TUTTE LE CRITICHE CINESI AD APPLE

Negli anni la compagnia di Cupertino è stata infatti più volte criticata per le pratiche di lavoro nella sua vasta catena di approvvigionamento in Cina. Alla fine dell’anno scorso ha avviato un’indagine dopo che Sacom, un’associazione per la tutela dei diritti umani, ha affermato che un suo fornitore stava impiegando illegalmente studenti per assemblare Apple Watch nella città cinese di Chongqing.

Apple è corsa dunque ai ripari. Negli ultimi tempi il colosso della Silicon Valley ha spinto i partner di produzione a migliorare le condizioni di lavoro nella fabbriche all’estero.

LE PRATICHE DI FOXCONN

Tuttavia, i fornitori e gli assemblatori degli iPhone cercano sempre di sfornare più prodotti possibile per soddisfare le richieste del mercato. Come riporta Bloomberg,  ogni anno Foxconn, ufficialmente noto come Hon Hai Precision Industry Co, assume decine di migliaia di lavoratori temporanei per aumentare la produzione e soddisfare la domanda di iPhone durante le festività natalizie. Inoltre secondo il rapporto di China Labor Watch, oltre la metà dei 150.000 lavoratori dello stabilimento sono lavoratori temporanei i cui contratti non sono stipulati nemmeno con Foxconn bensì con agenzie locali. Si tratta di cinque volte il numero di lavoratori temporanei ammessi in un’azienda ai sensi del diritto del lavoro cinese.

ULTERIORE SPINTA ALL’ADDIO ALLA CINA?

Che la Cina non sia più terreno fertile per i prodotti della Mela morsicata? Da quando la guerra commerciale tra Washington e Pechino si è fatta sempre più infuocata, Cupertino ha iniziato a valutare diverse opzioni per scampare ai colpi di dazi. A luglio il quotidiano Nikkei Asian review ha rivelato che Apple avrebbe avviato la sperimentazione della produzione di AirPods in Vietnam come parte di una strategia per diversificare la supply chain dei suoi prodotti oltre la Cina. A contribuire a questo cambiamento non solo il possibile inasprimento dei dazi commerciali ma anche, e soprattutto, i costi di produzione in continuo aumento nella terra del Dragone. D’altronde, come ricordava Andrea Mainardi su Startmag oltre il 90% dei prodotti Apple è fabbricato in Cina.
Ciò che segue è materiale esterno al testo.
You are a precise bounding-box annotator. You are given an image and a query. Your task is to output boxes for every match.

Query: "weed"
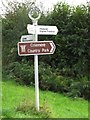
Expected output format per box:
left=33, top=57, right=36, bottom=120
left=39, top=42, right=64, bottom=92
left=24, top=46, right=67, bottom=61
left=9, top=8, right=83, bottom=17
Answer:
left=16, top=99, right=51, bottom=118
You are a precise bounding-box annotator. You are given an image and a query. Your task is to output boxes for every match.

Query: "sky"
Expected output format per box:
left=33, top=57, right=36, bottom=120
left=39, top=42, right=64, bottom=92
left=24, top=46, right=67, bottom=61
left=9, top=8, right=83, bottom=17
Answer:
left=0, top=0, right=90, bottom=14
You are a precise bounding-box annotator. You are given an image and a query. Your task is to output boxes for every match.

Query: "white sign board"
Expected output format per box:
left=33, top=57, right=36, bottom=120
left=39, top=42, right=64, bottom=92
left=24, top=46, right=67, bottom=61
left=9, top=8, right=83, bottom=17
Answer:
left=27, top=24, right=58, bottom=35
left=20, top=35, right=33, bottom=42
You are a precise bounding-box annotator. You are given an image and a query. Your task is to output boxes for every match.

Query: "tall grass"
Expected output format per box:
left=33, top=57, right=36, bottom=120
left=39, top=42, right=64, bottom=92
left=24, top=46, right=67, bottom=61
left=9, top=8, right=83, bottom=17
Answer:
left=2, top=81, right=88, bottom=118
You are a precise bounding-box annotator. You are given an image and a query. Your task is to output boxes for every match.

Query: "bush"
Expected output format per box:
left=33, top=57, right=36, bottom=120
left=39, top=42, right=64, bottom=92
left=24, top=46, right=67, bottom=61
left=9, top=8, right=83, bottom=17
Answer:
left=5, top=62, right=34, bottom=85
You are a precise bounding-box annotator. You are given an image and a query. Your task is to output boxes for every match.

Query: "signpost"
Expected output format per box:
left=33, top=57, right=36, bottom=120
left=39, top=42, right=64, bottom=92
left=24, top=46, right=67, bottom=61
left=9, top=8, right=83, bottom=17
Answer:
left=27, top=24, right=58, bottom=35
left=18, top=3, right=58, bottom=111
left=20, top=35, right=33, bottom=42
left=18, top=41, right=55, bottom=56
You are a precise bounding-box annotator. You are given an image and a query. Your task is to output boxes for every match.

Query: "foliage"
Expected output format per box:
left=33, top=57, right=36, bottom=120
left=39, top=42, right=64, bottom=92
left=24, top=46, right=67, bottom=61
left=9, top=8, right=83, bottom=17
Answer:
left=2, top=2, right=90, bottom=99
left=2, top=79, right=88, bottom=119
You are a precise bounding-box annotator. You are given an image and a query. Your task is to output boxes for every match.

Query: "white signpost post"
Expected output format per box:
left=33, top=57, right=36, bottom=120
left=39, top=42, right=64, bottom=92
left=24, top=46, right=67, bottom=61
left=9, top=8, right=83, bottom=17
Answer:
left=18, top=4, right=58, bottom=111
left=20, top=35, right=33, bottom=42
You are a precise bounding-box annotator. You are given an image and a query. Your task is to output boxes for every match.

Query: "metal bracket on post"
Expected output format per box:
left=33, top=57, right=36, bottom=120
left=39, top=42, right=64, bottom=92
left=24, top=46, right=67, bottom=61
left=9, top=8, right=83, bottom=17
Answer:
left=28, top=4, right=41, bottom=111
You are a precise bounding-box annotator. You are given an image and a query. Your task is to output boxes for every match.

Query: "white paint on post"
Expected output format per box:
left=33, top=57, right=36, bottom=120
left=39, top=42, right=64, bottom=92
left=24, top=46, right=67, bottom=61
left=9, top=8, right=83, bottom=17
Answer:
left=33, top=20, right=39, bottom=111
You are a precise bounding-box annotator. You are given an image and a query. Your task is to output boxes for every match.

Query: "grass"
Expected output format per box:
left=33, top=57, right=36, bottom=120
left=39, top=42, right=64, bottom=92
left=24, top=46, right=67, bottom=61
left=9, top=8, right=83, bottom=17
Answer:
left=2, top=80, right=88, bottom=118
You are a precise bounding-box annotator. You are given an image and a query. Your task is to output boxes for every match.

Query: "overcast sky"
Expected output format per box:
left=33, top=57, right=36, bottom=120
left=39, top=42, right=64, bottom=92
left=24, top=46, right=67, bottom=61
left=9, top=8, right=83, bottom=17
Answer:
left=0, top=0, right=89, bottom=14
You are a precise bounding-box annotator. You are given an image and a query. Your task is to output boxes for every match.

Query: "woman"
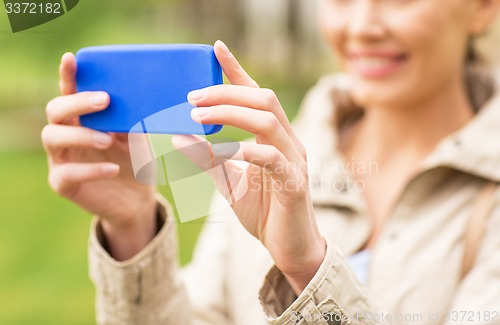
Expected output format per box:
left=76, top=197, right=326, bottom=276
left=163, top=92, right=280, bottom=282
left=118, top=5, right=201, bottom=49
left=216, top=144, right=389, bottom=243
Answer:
left=42, top=0, right=500, bottom=325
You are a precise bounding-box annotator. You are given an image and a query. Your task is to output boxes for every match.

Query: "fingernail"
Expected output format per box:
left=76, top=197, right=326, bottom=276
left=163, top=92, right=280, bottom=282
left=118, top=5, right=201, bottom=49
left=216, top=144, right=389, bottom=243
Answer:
left=212, top=142, right=237, bottom=159
left=102, top=164, right=120, bottom=175
left=215, top=40, right=229, bottom=54
left=191, top=107, right=211, bottom=122
left=90, top=93, right=108, bottom=107
left=92, top=133, right=112, bottom=146
left=188, top=89, right=204, bottom=101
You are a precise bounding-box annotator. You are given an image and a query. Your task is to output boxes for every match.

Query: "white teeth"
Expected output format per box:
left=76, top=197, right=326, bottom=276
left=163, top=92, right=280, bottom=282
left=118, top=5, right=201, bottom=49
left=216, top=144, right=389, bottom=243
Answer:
left=356, top=57, right=393, bottom=69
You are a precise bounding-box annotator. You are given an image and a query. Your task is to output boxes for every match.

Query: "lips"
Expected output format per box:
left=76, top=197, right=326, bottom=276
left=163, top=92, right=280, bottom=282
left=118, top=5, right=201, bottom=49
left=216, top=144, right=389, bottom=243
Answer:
left=347, top=51, right=408, bottom=78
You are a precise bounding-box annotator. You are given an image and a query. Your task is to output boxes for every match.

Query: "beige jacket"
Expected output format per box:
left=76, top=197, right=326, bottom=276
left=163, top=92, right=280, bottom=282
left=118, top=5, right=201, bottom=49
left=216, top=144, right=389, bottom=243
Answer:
left=90, top=76, right=500, bottom=325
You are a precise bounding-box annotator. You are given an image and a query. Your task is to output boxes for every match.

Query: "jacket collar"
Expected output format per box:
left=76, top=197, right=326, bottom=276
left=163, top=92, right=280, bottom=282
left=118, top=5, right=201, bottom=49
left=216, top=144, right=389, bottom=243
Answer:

Riguardo la minaccia di ulteriori dazi, Apple potrebbe tirare un momentaneo sospiro di sollievo. Il ceo Tim Cook sembra avere convinto Donald Trump sulle ricadute negative dei dazi contro la Cina. Nel corso di una cena intrattenuta ad agosto Cook ha spiegato che i dazi metterebbero la rivale sudcoreana Samsung in una posizione di vantaggio visto che non sarebbe sottoposta alle stesse restrizioni di Apple. Ma il rapporto di ieri potrebbe provocare grane al colosso di Cupertino tanto da mettere ancora in discussione la catena di approvvigionamento made in China.